- The E-Mail Marketing team is delighted to announce that 19% of customers opened the e-mail campaign, compared with 18% last year. 32% of those who opened the e-mail campaign clicked through to the website, and 2.98% of those customers purchased something online (spending $165 each), yielding a $-per-email of $0.30, a full two cents better than last year. The CMO (Chief Marketing Officer) asks if the e-mail campaign drove store traffic, the e-mail marketing team stares at the CMO, unable to answer. The CMO asks if the campaign was profitable or not ... again, no answer.
- The Catalog Marketing team appears embarrassed to share results.

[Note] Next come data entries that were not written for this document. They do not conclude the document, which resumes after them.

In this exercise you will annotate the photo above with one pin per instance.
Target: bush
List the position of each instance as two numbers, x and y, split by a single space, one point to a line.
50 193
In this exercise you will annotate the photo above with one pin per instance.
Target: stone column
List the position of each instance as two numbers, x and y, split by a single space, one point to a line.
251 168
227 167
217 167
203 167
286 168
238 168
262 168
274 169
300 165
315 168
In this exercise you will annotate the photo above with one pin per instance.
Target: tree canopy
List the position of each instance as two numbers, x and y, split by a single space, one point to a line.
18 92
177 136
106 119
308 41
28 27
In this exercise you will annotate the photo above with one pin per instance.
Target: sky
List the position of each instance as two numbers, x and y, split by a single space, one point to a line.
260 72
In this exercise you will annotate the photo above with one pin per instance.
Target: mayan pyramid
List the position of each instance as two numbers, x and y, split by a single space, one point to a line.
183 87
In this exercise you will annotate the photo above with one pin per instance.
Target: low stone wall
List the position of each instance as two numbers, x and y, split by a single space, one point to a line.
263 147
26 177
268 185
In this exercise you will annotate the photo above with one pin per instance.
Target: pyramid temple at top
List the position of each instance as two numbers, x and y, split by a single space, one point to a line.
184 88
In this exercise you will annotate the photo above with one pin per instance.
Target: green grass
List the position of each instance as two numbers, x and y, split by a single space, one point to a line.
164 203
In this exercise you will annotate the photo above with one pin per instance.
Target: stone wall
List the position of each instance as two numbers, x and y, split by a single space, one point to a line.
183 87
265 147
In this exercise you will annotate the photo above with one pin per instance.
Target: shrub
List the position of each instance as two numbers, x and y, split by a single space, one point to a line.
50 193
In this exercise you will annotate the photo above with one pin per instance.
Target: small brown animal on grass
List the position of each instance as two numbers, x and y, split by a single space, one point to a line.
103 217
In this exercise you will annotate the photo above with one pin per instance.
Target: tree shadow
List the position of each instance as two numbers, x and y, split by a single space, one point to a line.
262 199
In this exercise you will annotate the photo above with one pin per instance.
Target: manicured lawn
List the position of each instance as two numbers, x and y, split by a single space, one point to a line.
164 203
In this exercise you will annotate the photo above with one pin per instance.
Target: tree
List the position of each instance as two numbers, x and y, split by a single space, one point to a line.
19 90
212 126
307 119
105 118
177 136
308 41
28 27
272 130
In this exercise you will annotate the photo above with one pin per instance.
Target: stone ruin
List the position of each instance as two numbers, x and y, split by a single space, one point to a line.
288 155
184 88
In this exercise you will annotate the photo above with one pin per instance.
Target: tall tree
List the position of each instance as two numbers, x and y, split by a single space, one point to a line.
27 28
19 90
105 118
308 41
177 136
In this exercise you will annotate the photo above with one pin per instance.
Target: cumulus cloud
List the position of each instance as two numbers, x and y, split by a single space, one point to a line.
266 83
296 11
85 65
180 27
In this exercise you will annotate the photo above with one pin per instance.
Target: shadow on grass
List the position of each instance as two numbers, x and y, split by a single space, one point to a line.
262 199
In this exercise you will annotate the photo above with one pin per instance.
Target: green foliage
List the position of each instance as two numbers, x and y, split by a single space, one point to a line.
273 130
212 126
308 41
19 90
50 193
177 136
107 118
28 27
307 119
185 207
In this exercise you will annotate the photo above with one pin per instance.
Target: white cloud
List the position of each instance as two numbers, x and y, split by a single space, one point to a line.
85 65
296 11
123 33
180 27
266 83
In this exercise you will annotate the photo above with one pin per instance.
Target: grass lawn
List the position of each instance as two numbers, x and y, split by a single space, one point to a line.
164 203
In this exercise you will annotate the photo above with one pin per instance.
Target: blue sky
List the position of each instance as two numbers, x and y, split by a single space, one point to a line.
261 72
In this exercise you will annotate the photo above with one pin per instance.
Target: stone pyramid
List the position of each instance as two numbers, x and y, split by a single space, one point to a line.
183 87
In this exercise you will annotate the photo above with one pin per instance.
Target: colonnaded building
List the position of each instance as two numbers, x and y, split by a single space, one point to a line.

Response rates dropped from 2.2% to 1.9%. The catalog drove $3.10 to the phone, online, and store channels, and drove a total of $743,000 profit, compared to $840,000 last year. The CMO demands that the catalog marketing team improve their performance, and wants an action plan to do so by May 1.
- The Online Marketing team had budgets frozen at $100,000, in spite of the fact that they caused 22,400 orders at a CPA of less than $5. The CMO asks if this activity was profitable, the online marketing directors thinks so, but can enthusiastically say that the CPA was $13 last year.
- The Retail Field Marketing team thought the newspaper inserts were well executed, and that the radio ads were funny. The CMO praises this team for moving advertising in a "brand-right" direction.
- The Web Analytics team suggests that traffic increased 9.2% vs. last year, conversion rate increased from 2.44% last year to 2.56% this year, and that average order value improved from $175 to $181. The CMO asks why the website performed better, the "WA" team suggest a well-designed landing page. The CMO asks if the website drove more retail sales or less retail sales compared with last year, the "WA" team do not offer an answer.
- The Social Media team noted that there were 147 references to the sale event this year, 104 positive, 43 negative, for a net score of 61. Last year, there were 96 references to the event, 63 positive, 33 negative, for a net score of 30. The most common complaint was a lack of pricing parity between the website and the catalog ... the website took steeper markdowns once the first three days of the sale indicated that results were well below forecast.
- The Business Intelligence team analyzed customer behavior during the sale event. They noticed that comparable customers spent the same amount this year as last year, across channels, indicating customers abandoned catalog marketing for store purchases. The CMO notes that retail comp store sales decreased by nine percent, so this finding doesn't make any sense. The "BI" team is asked to go back to the drawing board, and see if there are errors in the database that cause this contrary business finding. The Business Intelligence team says that sales decreased because of a fifty percent decrease in new customers during the sale event. Since the catalog and online marketing teams increased their customer acquisition budget, and the retail field marketing team did more radio advertising than last year, folks generally don't believe the results. The Business Intelligence team also comments that the e-mail campaign drove an additional $0.12 into stores, based on mail/holdout results, but nobody believes this finding, because comp store sales decreased. The BI team also shares that the share of multichannel buyers purchasing during this event actually increased, though nobody believes this result because comp store sales decreased.
- The CMO asks if this attempt at integrated marketing "worked". Was this a successful multichannel marketing campaign? The team believes that the catalog marketing effort really dragged down the performance, or it would have been a successful campaign.
- The CMO asks for a total sales and total profit comparison, this year vs. last year. Nobody takes leadership on this topic, as all in the room feel they don't have the "systems in place" to accurately calculate this for the CMO.
- The CMO agrees to outline the performance of all activities "on the back of an envelope", estimating the profit of all activities. The Business Intelligence team is worried about "double counting" transactions, though nobody really understands what this concern is all about.
What is wrong with this meeting?
What metrics should be used to analyze the results, this year vs. last year?
Who should own measurement of this event?
Who should be responsible for determining the advertising budget for next year's event? What additional data do you need to properly allocate advertising dollars across e-mail, catalog, online, newspaper, and radio?
What is your Rx, your prescription, for analyzing the next sale period in late June?